No me siento
capacitado para juzgar si nueve años de prisión son suficientes o no para
castigar el estropicio causado en el cuerpo y en el alma de una muchacha por
los integrantes de la ‘Manada’ en los sanfermines de 2016. Y los cincuenta mil
euros de multa, ¿son mucho o son poco? Renuncié en su día a prepararme para una
oposición a la judicatura precisamente en razón a la angustia que me provocaba la
perspectiva de juzgar a mis semejantes desde lo alto de un estrado.
Pero no me parece de
recibo que los togados dictaminen que no hubo violencia en los hechos de
Pamplona, y en consecuencia la figura delictiva que corresponde no es la de
violación, sino la de abuso sexual continuado.
Deberíamos ponernos
de acuerdo por lo menos en las definiciones. En la caracterización objetiva de
las conductas. Vemos precisamente en estos momentos cómo el Tribunal Supremo español
califica de rebelión la puesta de urnas en Cataluña el pasado 1-O con el
argumento de que "sí" hubo en este caso violencia encaminada a torcer la voluntad del Estado
de derecho.
Violencia verbal,
precisa el alto tribunal. Viene a ser que las fuerzas del orden
que cumplían ejemplarmente su cometido recibieron una rociada intolerable de insultos.
Desde estos
parámetros, suerte tuvo la muchacha que interactuó con la ‘Manada’ en un portal
de Pamplona por no haber caído en el desahogo punible de insultar a los probos
ciudadanos que la estaban ayudando a realizarse. Habría sido ella la condenada.
Este tipo de
lectura peculiar de lo que está bien y lo que está mal según la interpretación ponderada
de los exegetas, se está extendiendo también a otros campos vecinos. Ya no a la
calificación de la violencia, sino de la honradez. Ángel Garrido, presidente en
funciones de la Comunidad de Madrid desde ayer mismo, se ha declarado “en deuda”

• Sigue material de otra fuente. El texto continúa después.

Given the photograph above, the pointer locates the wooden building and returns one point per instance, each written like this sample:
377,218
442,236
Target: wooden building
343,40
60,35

con su predecesora Cristina Cifuentes, y para explicar la circunstancia ha
entrado en valoraciones, con el viril estrépito de un elefante en el interior
de una cacharrería: «No ha incumplido ninguno de los puntos del código ético
del partido». De modo que, afirma, no ve razón para que la ex lideresa dimita
como diputada. Porque, ¡atención!, «las instituciones y el partido están por
encima de las personas.»
Cabe preguntarse
qué instituciones, qué partido, que código ético son esos, y en qué sentido están "por encima de las personas". O, desmenuzando el tema por partes, precisar primero qué
es ética, luego qué es un código. Recuerdo que el narrador de una novela de Giovanni
Guareschi argumentaba no haber hecho nada reprobable porque en ninguno de los
diez mandamientos, y mira que son diez, consta ni por lo más mínimo que sea
pecado asaltar un tren a punta de pistola. ¿Usted lo ha leído en la Biblia? Yo tampoco.
Son las ventajas
del casuismo, la misma conducta está bien o mal en función de una serie de
imponderables relacionados casi siempre con la posición que ocupa cada persona en el entramado
social. Las mujeres, los inmigrantes, los pobres, los sindicalistas y otros
colectivos de riesgo infringen las normas jurisprudenciales emanadas de la
administración de justicia con mucha mayor facilidad que otros colectivos mejor
resguardados desde el statu quo.
Podemos decirlo más
alto pero no más claro; bien en canto llano, o bien en verso libre, parafraseando
un conocido poema de don Gustavo Adolfo Bécquer: «¿Qué es violencia? ¿Y tú me lo preguntas? ¡Violencia eres tú!»